Okay, I was getting really confused on the replies about the coffee table and chair. I read your entire post TWICE MORE until I realized people were commenting on your Flickr photos. Good with the technology, is me.

Anyhow: I actually like the coffee table. I like that it's dark and has simple lines, and I think it would blend in really well in most settings. And I like the not-disturbing-the-decorations aspect of the pull-out bits.

But not such a big fan of the chair. Was I the only one who thought of a soap-opera set when I saw it? Like, it would totally be at home on "Days Of Our Lives" or something? Anyone else? ... Okay then.

Jun 04, 2007

I would say the balloons are for bird control. Except for the fact that they are religious balloons. So I think it's something more than bird control because why go to the trouble of finding religious balloons instead of just plain ol' colored balloons?

How about these theories?

1. According to butlerwebs.com, June 4th observes that the shopping cart was created by Sylvan N. Goldman of Humpty Dumpty Stores and Standard Food Markets in Oklahoma City and introduced on June 4, 1937 (theory for the plastic bags).

2. June 5 observes the first hot air balloon flight by the Montgolfier brothers in 1783 (theory for the balloons).

That still doesn't explain why they are religious balloons.....

Jun 04, 2007

Obviously your building has a problem with Atheist birds. The owl is like a predator to scare them away, the plastic bags rustle in the wind to make noise to scare them away, and just in case those two don't work, the religious party balloons are sure to do the trick.

Jun 04, 2007

Theology 101: Everyone knows that Christ is coming back as a pigeon.

Jun 04, 2007

no clue...but i sure loves me a good jesus mystery :)

Jun 04, 2007

JB, I too was totally clueless about the table comments on my first read-through. You're in good company :-)

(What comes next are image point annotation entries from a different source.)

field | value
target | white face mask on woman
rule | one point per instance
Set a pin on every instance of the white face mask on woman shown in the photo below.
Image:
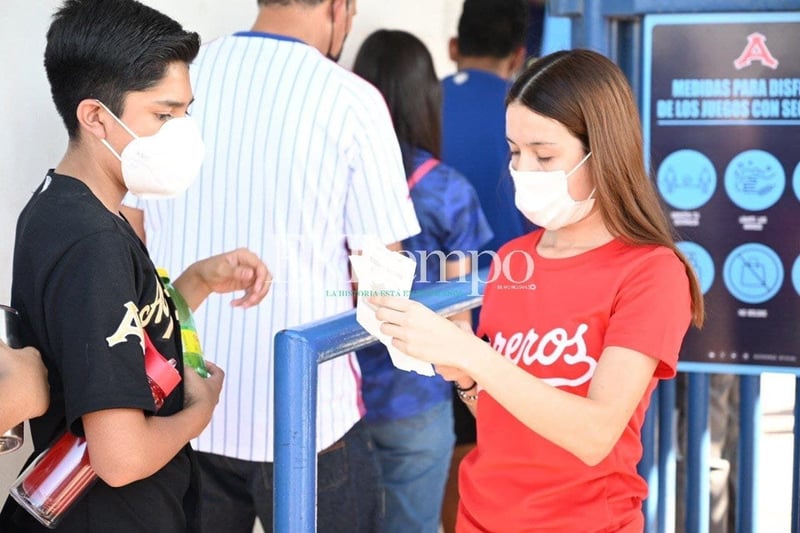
(164, 164)
(543, 197)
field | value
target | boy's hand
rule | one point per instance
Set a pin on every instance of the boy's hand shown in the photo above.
(237, 270)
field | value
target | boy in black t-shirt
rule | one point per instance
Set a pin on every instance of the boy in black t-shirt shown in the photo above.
(84, 285)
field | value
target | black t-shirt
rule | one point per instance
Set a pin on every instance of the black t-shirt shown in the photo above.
(85, 286)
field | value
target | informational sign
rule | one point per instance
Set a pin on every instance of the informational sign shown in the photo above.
(721, 111)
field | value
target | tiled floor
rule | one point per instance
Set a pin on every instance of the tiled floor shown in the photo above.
(775, 473)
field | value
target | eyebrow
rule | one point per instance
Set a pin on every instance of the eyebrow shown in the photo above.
(174, 103)
(534, 143)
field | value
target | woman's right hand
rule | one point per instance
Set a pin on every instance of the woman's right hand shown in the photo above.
(201, 393)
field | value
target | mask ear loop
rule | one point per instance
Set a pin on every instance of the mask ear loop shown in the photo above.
(124, 126)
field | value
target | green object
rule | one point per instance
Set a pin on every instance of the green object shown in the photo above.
(192, 352)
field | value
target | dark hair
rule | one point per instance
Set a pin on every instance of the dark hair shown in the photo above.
(492, 28)
(104, 49)
(401, 68)
(588, 94)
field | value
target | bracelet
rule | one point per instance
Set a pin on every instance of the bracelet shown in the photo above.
(459, 389)
(463, 393)
(465, 397)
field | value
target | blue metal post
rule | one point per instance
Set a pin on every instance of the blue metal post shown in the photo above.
(749, 438)
(647, 465)
(667, 459)
(796, 460)
(297, 354)
(295, 434)
(698, 449)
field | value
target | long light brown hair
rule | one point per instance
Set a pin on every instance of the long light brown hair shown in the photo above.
(590, 96)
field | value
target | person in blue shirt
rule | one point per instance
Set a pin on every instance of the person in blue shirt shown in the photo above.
(409, 416)
(488, 51)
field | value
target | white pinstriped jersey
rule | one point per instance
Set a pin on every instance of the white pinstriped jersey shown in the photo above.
(301, 159)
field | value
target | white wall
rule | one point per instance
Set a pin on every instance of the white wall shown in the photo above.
(32, 138)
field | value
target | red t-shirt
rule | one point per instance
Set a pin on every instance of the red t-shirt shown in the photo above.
(553, 318)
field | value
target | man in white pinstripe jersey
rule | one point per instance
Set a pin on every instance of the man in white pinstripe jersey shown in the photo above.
(302, 162)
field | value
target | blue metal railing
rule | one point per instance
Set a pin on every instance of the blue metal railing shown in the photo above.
(299, 351)
(297, 354)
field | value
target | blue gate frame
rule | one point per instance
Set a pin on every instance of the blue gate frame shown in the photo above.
(614, 28)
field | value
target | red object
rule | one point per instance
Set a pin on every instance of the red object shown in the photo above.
(62, 474)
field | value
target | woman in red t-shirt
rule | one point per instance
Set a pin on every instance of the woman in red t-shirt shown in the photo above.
(582, 316)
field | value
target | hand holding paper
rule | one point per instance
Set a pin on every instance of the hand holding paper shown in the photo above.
(383, 272)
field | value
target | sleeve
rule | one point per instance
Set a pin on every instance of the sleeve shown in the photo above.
(467, 227)
(652, 310)
(133, 201)
(94, 326)
(377, 201)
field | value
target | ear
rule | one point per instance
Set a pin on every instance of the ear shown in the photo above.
(453, 49)
(338, 10)
(92, 118)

And, a correction on the table I mentioned -- the one we *saw* was at a local furniture store, but the one we bought was from an on-line discount place, a link for which I can send you if you're the least bit interested.

(Finished now, I promise)

Nothing But Bonfires
Jun 05, 2007

Ah, you are all much cleverer than me. It was indeed for pigeon control, all of it. Although I liked the idea that it was a cheap earthquake warning system (with Jesus balloons for extra luck in case of tragedy.)

Jun 05, 2007

Well, the owl is pigeon/bird/rodent control, but the plastic bags and balloons have been used... superstitiously. Plastic bags (my grandmother has one on her door regularly) are used to either scare away the evil spirits, or catch them - I can't remember which. Balloons are supposed to as well, at least that's what I've been told.

Or no one's superstitious, and it's just a ploy to scare pigeons and the only available balloons were those religious ones.

Jun 05, 2007

Mmmmm, Jesus balloons. I personally have three Jesuses (Jesi?) on top of my living room TV for some unclear reason -- a Buddy Christ from "Dogma", an Jesus Action Figure on wheels, and a dashboard Christ on a spring.

Chaos Control
Jun 05, 2007

Can someone please explain to me how the hell the white plastic bags keep pigeons away? And I'm dyin' over here ... what's in those platic bags??

Jun 06, 2007

To keep the pigeons off the railings and making a real mess, and also, to keep any critters (squirrels, other birds) from destroying any of the planter boxes and pots with new spring flowers, seeds, and plantings! ...just like a scarecrows in fields! ... and flashy metallic pinwheels in gardens!

Jun 06, 2007

The owl is clearly some sort of cult leader. When you find plastic cups of Kool-aid on the balcony railing, it's time to move. (Though I suppose that poisoned cups of Kool-aid could also work as pigeon control.)